## Quality Basic Terms

## Measures of Location

Two commonly used measures of location are the mean and the median.

### Mean

The **mean** describes an entire set of observations with a single value representing the center of the data.

The mean of the entire population is represented by $\mu$. The mean of the sample is represented by $\bar{X}$.

The sample mean

\begin{equation} \bar{X}=\frac{sum}{count}=\sum_{i=1}^{n}\frac{x_i}{n} \end{equation}

### Median

The **median** is the middle of the range of data. Half the data points are greater than, or equal to, the median, and half are smaller than, or equal to, the median. When there is an even number of observations, as in this example showing four data points, to find the median we average the middle two numbers.

## Measures of spread

There are three measures of spread: range, variance, and standard deviation.

### Range

**Range** represented by $R$, is the difference between the largest and smallest
values.

\begin{equation} R=\max{data}-\min{data} \end{equation}

### Variance

**Variance** is a measure of dispersion, which is the extent to which a data set or distribution is scattered around its mean. The formula goes like this:

\begin{equation} S^2=\frac{\sum_{i=1}^{n}(x_i-\bar{X})^2}{n-1} \end{equation}

### Standard Deviation

Standard Deviation is the most common measure of dispersion, or how spread out the data are from the mean.

The standard deviation for a population is represented by $\sigma$. The standard deviation for a sample is indicated by $S$.

The standard deviation is the square root of the variance:

\begin{equation} S=\sqrt{S^2} \end{equation}

Note: The standard deviation uses the same units as the data.
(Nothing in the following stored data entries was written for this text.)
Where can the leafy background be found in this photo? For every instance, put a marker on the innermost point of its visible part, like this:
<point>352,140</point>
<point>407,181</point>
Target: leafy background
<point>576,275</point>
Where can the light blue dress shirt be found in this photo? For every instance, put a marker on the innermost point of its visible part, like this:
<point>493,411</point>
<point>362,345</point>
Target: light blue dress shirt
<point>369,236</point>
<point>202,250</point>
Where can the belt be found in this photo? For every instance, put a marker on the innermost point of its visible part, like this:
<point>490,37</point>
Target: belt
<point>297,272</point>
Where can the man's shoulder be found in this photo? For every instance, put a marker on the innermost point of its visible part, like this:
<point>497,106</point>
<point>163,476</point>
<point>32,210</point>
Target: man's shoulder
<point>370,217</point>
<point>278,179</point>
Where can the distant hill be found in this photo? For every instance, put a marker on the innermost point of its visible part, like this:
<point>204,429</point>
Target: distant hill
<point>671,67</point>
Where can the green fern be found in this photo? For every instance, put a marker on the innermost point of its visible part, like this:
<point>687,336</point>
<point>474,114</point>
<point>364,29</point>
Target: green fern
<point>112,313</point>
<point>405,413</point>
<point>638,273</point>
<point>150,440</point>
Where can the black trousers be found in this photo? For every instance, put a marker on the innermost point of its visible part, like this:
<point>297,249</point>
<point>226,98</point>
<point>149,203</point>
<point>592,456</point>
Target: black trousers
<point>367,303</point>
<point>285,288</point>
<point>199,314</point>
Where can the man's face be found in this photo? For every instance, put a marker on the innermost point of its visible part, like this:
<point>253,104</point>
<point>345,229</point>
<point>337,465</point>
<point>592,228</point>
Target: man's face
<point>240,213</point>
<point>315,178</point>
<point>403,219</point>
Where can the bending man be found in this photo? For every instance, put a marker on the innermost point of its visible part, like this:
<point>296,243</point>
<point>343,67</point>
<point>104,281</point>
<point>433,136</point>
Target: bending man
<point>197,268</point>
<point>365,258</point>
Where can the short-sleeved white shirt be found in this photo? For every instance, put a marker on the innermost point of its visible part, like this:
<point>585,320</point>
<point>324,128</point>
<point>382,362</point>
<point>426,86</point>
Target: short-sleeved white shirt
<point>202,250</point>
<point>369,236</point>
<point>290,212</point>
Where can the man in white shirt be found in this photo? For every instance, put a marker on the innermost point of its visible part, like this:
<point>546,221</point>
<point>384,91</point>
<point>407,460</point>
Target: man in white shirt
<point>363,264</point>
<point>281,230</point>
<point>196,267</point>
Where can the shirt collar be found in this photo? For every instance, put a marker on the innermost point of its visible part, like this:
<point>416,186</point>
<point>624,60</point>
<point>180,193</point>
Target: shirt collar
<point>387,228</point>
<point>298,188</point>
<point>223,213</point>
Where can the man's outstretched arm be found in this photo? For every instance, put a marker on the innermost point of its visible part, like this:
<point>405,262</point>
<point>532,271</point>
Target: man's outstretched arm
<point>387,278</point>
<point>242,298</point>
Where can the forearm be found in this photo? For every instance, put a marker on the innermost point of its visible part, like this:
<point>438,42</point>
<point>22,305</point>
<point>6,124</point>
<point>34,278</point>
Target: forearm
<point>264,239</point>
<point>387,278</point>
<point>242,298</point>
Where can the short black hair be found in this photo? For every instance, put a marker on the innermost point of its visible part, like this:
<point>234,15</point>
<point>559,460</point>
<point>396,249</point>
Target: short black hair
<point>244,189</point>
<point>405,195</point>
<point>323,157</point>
## Caculate above Data from Minitab

**Stat** -- **Basic Statistics** -- **Display Descriptive Statistics...**

A great tool to get a quick, birds-eye view of your measurement data is Minitab’s Graphical Summary (**Stat** > **Basic Statistics** > **Graphical Summary**).
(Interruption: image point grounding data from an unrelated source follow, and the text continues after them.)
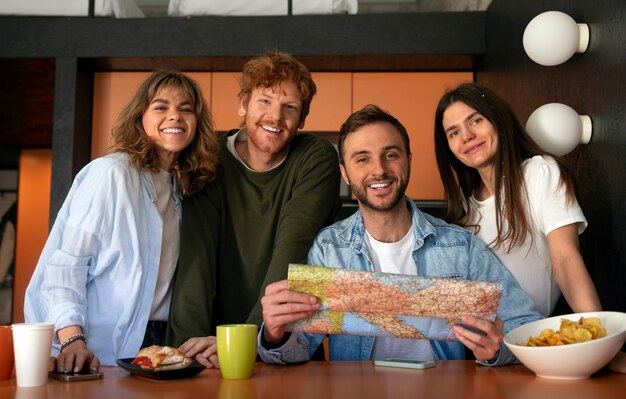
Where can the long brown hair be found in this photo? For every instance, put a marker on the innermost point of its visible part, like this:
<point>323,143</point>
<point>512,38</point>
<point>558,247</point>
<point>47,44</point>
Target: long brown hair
<point>514,146</point>
<point>196,164</point>
<point>272,68</point>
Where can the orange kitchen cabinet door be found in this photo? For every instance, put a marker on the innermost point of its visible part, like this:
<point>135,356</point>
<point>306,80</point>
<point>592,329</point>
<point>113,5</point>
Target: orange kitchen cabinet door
<point>224,100</point>
<point>33,215</point>
<point>411,97</point>
<point>112,91</point>
<point>332,104</point>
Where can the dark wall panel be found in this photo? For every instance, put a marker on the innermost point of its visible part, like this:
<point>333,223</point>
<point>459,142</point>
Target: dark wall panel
<point>593,83</point>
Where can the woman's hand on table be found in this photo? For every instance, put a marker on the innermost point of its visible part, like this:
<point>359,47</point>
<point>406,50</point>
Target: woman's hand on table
<point>484,346</point>
<point>203,350</point>
<point>281,307</point>
<point>74,358</point>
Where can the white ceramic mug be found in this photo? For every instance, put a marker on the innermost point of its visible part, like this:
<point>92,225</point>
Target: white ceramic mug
<point>31,347</point>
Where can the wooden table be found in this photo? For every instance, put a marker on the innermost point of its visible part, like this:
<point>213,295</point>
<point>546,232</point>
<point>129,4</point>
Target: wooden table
<point>449,379</point>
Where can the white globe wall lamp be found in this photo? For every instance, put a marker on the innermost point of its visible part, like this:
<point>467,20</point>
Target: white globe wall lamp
<point>552,37</point>
<point>558,129</point>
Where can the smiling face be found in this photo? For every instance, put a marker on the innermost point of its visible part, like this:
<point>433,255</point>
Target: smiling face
<point>376,166</point>
<point>170,122</point>
<point>471,137</point>
<point>272,119</point>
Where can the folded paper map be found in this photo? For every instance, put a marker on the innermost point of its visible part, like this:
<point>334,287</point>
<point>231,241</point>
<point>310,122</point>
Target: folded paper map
<point>368,303</point>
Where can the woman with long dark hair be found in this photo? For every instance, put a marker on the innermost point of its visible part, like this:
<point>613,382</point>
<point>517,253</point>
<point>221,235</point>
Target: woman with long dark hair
<point>519,199</point>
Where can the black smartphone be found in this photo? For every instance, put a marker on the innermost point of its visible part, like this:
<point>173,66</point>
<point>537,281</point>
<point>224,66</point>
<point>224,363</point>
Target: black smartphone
<point>406,364</point>
<point>84,375</point>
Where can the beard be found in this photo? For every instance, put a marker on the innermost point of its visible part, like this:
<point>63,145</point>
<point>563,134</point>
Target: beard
<point>360,192</point>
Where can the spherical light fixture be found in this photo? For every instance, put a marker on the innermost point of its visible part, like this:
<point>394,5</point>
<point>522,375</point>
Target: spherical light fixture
<point>558,129</point>
<point>552,37</point>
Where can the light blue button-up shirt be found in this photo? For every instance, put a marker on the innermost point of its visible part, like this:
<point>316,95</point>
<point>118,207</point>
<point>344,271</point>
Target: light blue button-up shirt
<point>99,267</point>
<point>439,250</point>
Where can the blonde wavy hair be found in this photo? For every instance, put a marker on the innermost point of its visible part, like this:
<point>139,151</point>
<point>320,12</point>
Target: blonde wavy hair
<point>196,165</point>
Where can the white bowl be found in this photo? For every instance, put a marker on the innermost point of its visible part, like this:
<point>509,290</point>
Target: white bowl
<point>573,361</point>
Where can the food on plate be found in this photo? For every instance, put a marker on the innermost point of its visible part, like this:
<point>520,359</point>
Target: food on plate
<point>160,358</point>
<point>570,332</point>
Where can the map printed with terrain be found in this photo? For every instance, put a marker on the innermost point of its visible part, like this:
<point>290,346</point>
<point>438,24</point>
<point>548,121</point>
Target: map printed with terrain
<point>357,302</point>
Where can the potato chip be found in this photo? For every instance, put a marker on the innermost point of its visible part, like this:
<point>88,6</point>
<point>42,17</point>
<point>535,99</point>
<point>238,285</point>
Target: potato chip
<point>569,332</point>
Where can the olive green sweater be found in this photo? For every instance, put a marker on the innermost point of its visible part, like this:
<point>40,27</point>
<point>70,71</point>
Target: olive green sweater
<point>244,229</point>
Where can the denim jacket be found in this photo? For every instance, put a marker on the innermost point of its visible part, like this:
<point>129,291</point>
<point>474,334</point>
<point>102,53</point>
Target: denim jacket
<point>439,250</point>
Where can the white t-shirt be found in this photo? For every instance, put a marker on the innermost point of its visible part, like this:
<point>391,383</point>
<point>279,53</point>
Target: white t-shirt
<point>531,266</point>
<point>169,246</point>
<point>396,257</point>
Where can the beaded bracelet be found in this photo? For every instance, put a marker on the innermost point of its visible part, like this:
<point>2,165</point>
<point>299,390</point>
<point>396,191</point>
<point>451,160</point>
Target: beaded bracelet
<point>73,338</point>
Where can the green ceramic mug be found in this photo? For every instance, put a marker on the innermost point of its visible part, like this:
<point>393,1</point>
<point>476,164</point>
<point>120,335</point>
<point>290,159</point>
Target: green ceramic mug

Visual representations help us quickly understand the distribution of data. Also, help us quickly compare different sets of data.
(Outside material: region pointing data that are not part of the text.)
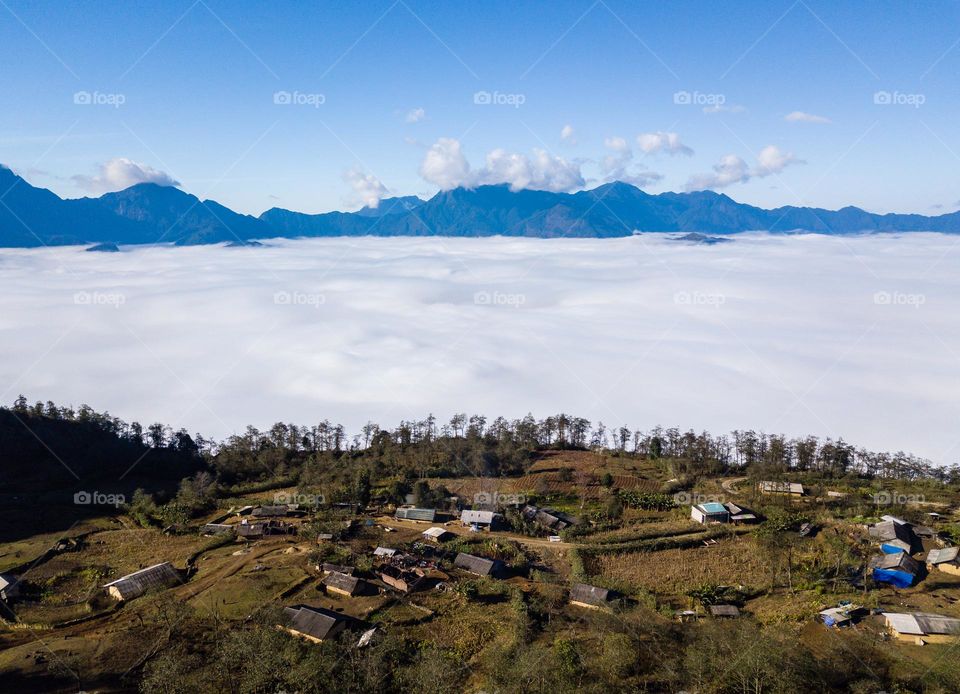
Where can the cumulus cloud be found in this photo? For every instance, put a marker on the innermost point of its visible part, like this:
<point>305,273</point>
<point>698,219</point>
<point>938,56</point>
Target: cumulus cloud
<point>732,169</point>
<point>368,190</point>
<point>416,115</point>
<point>446,166</point>
<point>802,117</point>
<point>618,165</point>
<point>528,328</point>
<point>120,173</point>
<point>668,143</point>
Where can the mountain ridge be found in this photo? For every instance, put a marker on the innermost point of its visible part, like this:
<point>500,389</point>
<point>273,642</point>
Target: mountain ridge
<point>152,213</point>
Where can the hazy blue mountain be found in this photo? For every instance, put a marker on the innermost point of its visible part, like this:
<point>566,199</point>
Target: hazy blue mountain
<point>150,213</point>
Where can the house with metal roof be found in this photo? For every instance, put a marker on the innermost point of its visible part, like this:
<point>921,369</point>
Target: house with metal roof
<point>345,584</point>
<point>593,597</point>
<point>280,511</point>
<point>312,623</point>
<point>480,566</point>
<point>437,534</point>
<point>139,582</point>
<point>9,587</point>
<point>921,627</point>
<point>404,581</point>
<point>790,488</point>
<point>947,559</point>
<point>842,615</point>
<point>899,570</point>
<point>418,514</point>
<point>217,529</point>
<point>327,568</point>
<point>893,536</point>
<point>480,519</point>
<point>710,512</point>
<point>724,611</point>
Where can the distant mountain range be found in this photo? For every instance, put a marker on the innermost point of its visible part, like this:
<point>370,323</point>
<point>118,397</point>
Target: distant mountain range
<point>150,213</point>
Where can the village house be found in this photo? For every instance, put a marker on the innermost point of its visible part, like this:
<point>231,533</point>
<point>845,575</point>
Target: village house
<point>947,559</point>
<point>922,628</point>
<point>217,529</point>
<point>9,587</point>
<point>593,597</point>
<point>139,582</point>
<point>478,520</point>
<point>404,581</point>
<point>418,514</point>
<point>281,511</point>
<point>479,565</point>
<point>710,512</point>
<point>788,488</point>
<point>899,569</point>
<point>314,624</point>
<point>842,616</point>
<point>345,584</point>
<point>437,534</point>
<point>894,536</point>
<point>548,519</point>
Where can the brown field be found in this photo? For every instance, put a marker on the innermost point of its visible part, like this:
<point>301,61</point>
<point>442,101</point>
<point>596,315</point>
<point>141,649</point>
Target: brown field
<point>675,571</point>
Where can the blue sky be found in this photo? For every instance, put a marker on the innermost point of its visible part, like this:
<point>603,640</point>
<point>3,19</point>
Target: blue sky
<point>187,91</point>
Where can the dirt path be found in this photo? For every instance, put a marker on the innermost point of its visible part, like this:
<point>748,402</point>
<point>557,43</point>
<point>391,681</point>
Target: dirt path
<point>728,485</point>
<point>457,529</point>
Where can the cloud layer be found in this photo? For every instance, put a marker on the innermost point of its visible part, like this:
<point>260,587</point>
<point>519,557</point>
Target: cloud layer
<point>446,166</point>
<point>803,334</point>
<point>120,173</point>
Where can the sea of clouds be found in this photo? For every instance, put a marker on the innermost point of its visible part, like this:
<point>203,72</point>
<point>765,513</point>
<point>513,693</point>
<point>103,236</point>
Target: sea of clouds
<point>855,337</point>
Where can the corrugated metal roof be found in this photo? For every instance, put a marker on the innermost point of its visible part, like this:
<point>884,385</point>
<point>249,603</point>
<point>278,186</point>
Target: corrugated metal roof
<point>481,517</point>
<point>423,514</point>
<point>139,582</point>
<point>940,556</point>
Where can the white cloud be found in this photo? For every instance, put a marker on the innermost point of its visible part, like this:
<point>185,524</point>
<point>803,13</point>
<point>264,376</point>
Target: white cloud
<point>668,143</point>
<point>416,115</point>
<point>446,166</point>
<point>119,173</point>
<point>802,117</point>
<point>619,165</point>
<point>732,169</point>
<point>397,312</point>
<point>368,190</point>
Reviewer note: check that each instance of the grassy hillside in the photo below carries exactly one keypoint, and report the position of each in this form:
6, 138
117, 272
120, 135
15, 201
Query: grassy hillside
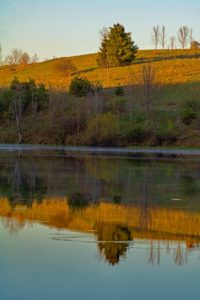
171, 67
111, 120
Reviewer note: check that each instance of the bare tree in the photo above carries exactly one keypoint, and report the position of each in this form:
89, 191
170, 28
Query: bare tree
66, 67
163, 36
191, 36
183, 36
24, 59
34, 59
155, 35
172, 42
18, 107
148, 83
14, 57
17, 57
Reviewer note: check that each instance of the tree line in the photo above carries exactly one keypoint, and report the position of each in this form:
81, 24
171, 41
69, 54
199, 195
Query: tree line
183, 40
117, 47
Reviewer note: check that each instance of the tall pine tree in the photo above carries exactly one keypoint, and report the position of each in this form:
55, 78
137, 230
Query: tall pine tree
117, 47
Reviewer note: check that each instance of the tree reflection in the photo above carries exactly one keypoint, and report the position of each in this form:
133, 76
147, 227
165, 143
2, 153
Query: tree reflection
113, 241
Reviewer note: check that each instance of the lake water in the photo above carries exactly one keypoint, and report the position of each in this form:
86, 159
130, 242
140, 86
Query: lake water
89, 227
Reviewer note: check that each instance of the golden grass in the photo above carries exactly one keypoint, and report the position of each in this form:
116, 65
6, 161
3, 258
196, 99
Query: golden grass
171, 67
153, 223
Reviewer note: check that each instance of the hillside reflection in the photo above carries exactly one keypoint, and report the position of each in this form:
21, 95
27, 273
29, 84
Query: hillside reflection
115, 226
119, 200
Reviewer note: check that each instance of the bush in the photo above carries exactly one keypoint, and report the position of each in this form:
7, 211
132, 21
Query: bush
137, 133
189, 111
102, 130
119, 91
167, 134
81, 87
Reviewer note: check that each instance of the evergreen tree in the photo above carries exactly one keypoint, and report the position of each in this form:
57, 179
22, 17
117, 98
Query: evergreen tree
117, 47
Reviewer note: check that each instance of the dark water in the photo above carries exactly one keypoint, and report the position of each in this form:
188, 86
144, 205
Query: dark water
98, 228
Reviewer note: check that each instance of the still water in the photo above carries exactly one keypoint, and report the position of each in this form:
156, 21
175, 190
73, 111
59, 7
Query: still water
98, 228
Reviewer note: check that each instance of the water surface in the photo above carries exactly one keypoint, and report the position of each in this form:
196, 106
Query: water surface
88, 227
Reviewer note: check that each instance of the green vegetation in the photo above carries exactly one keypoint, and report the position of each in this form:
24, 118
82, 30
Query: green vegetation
117, 47
152, 102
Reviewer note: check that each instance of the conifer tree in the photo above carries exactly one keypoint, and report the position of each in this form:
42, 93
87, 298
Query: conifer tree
117, 47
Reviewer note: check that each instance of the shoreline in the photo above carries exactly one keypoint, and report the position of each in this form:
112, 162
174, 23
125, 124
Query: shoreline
116, 151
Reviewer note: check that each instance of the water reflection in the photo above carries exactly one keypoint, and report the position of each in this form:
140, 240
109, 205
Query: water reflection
116, 227
118, 201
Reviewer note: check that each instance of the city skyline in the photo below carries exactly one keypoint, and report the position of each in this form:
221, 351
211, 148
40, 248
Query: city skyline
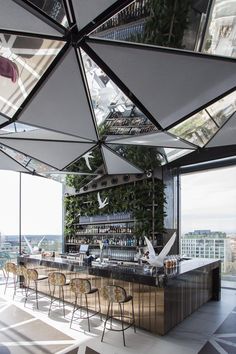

But visual representations are interpretations of data, we still must analyze the data to make sure any perceived differences are statistically significant.

### Graphical Analysis Tool

Two basic tools for graphical analysis are the histogram and the boxplot.

#### Histogram

We can also plot the histogram of data by:

**Graph** > **Histogram...**

A histogram is a graph used to assess the shape and spread of continuous sample data. To draw a histogram Minitab divides sample values into many intervals called **bins**. By default, bars represent the number of observations falling within each bin (or its frequency). Minitab automatically determines an optimal number of bins (in this example, 12), but you can edit the number of bins as well as the intervals covered by each. This histogram also includes a fit curve to convey the shape of the data’s distribution.

We can get more information for each bar in the graph by rolling our cursor over the bar.

#### Boxplot

**Graph** > **Boxplot...**

A boxplot is graphical summary of the distribution of a sample that shows its shape, central tendency, and variability. Boxplots use what is called a “box and whiskers” format, with the box in the center and two whiskers extending out from the box. This boxplot is displayed horizontally to align with the histogram above it, but boxplots also can be displayed vertically.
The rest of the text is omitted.